Oh, the grimdarkness of it all! On the one hand, everything you mention is present, but I think where some readers miss the point is by focusing on these elements and ignoring everything else,
and I like to think that there is quite a bit of “everything else.” Unless you live an extremely sheltered and privileged life, reality is a sea teeming with the grim and the gruesome, and finding humor in otherwise bleak situations can be one of our best lifebuoys. I don’t think that my work is gratuitously grotesque, grim, gruesome, grisly, gritty, etc.; I just think that a lot of people would prefer not to focus on how horrible the world really is, at least not in their leisure reading—if you’re picking up books solely to escape the depressing state of affairs that is reality, then a hard engagement with sundry problematic issues may not be your cuppa.
Now, I understand not wanting to constantly saturate oneself with the ugliest aspects of humanity, and I have been known, on occasion, to favor a light-hearted diversion or two myself.
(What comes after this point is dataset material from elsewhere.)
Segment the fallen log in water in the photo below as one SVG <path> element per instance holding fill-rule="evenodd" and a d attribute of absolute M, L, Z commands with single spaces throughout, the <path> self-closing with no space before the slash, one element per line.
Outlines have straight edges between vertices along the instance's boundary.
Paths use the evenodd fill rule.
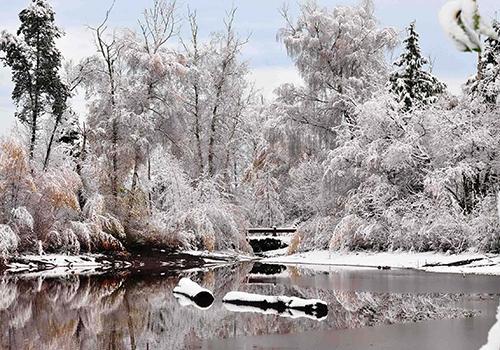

I really don’t (always) take myself so seriously as I perhaps come across. Then again, if I didn’t think it was important to expose and explore the absurdity and grotesqueness of the world, then I wouldn’t write what I do.
Sex, violence, profanity, gore . . . where are the limits? What are some of the ways you pushed those limits in Folly? What lines won’t you cross?
Hmmm. I don’t think there should be limits with writing; when I detail graphic sex, violence, and language in my work it’s not just to push buttons or envelopes, it’s because I’m interested in exploring, for lack of a less pretentious-sounding descriptor, the human condition, and for me that means detailing everything, the beautiful and the ugly, the brilliant and the idiotic, the nasty and the nice.
Now, I’m also of the mind that writers who do a poor job of handling potentially problematic elements deserve to be taken to task. Loudly. I’m personally disappointed by the amount of gratuitous, clumsily-handled sexual violence one finds in genre—it’s as if writers who set their works in a quasi-medieval milieu think that rape was as commonplace as belching in pre-modern societies. It’s just stupid and creepy and awful.